Book Review:  Plundering Appalachia

Those who visit the coalfields today will recognize the horrid images that preface this book.  They might even pick out some places and faces.  They might have shook those rough old hands, with the earth slipping through them, whose owner in overalls stands partway in the frame.

From the comfort of a coffee table, “Even a casual reader glancing at the photos…will readily understand the devastation…”

“You know not what you’ve lost in the land unless you know what it was like before.”  It is appropriate, then, to begin the book with the beauty of Appalachia unmolested.

Coal’s environmental problems have been on the public docket since at least 1285, when London commissions sought to assuage air pollution in the city brought on by burning coal.

In sweeping “postcards of destruction,” skilled photographers like Antrim Caskey, Vivian Stockman, and Giles Ashford document the damage; they are expounded upon with short chapters by writers such as Denise Giardina, Robert F. Kennedy Jr., Carl Pope, Wendell Berry, and Ken Hechler.

The authors of this book could have filled all of its pages and more with stories of coalfield residents and their grievance.  Several prominent figures like Maria Gunnoe, Lucious Thompson, and Judy Bonds are featured, as well as other activists who say “Compromise, hell!”

Robert F. Kennedy Jr. invokes the spirited efforts of his father, who fought strip mining back in the 1960s.  The late senator ominously predicted that the coal companies would shatter union ranks and leave communities in perpetual poverty.

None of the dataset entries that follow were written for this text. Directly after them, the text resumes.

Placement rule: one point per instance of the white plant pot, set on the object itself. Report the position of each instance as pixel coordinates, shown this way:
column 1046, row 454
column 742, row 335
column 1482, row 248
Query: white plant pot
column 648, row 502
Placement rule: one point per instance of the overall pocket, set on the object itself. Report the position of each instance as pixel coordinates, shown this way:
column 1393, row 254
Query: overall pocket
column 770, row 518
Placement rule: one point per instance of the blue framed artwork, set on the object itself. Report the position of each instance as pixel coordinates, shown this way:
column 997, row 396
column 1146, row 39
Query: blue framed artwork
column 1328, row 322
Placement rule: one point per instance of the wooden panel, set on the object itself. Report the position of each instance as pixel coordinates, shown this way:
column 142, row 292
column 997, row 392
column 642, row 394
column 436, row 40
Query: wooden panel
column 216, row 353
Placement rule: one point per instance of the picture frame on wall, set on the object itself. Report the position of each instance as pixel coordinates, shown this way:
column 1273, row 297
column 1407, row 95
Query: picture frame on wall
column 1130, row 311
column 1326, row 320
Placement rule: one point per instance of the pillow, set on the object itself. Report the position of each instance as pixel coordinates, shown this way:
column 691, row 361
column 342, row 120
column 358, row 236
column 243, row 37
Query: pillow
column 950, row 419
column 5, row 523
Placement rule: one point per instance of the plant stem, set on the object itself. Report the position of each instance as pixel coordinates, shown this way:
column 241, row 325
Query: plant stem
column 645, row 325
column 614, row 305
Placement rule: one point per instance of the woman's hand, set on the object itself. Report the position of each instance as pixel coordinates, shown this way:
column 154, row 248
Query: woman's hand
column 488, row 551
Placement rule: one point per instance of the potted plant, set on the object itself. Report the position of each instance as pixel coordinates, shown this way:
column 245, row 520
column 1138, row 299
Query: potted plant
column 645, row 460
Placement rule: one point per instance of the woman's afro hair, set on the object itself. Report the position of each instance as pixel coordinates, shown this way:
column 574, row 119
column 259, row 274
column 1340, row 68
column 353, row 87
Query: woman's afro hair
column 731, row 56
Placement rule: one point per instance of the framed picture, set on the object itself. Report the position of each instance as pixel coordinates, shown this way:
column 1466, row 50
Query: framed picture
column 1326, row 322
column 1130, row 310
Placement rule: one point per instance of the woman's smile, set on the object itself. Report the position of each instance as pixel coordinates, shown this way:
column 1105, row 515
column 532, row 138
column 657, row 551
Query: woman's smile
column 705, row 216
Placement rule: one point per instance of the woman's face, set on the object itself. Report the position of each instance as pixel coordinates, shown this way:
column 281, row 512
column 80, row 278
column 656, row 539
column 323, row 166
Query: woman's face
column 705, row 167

Douglas R. Tompkins describes Appalachia accurately as a “resource colony,” existing within our own country.  It is true that the most robust companies that mine in Appalachia have come from other regions to do so, and siphon the profits out.

Hearkening to David Brower, the late environmentalist: “there will be no jobs, no culture, no society, and no prosperity on a dead planet.”
The book mentions climactic stability; it emphasizes the importance of balancing greenhouse gases and the urgent threat coal emissions pose as they leverage us over that fulcrum.  Climatologists like James Hansen and James Lovelock have forewarned of this danger; now more and more scientists are agreeing.

Also quite pertinent to today’s conversation around carbon cap and trade is Cindy Rank’s chapter titled “Cutting Emissions Doesn’t Cut It,” which lists the myriad reasons why, essentially, coal will always be a dirty fuel. 

Peak coal production for the world will come around 2030, say two reports written in 2007 (Energy Watch Group & Institute for Energy).  Sooner, they say, for China.

“Plundering Appalachia” ends with a call to legally abolish mountaintop removal, a motion that was introduced in Congress by Ken Hechler in 1971; at age 94 he continues to fight for that cause.

Denise Giardina provides a authoritative afterword, “Desecration.”  An acclaimed writer and McDowell County native forced into exile, Giardina has all the words and all the experience to put coal mining in a human perspective. 
   
“Plundering Appalachia” is yet another powerful beacon to what is already a well-documented American saga of a destruction against a land, a people, and a democracy.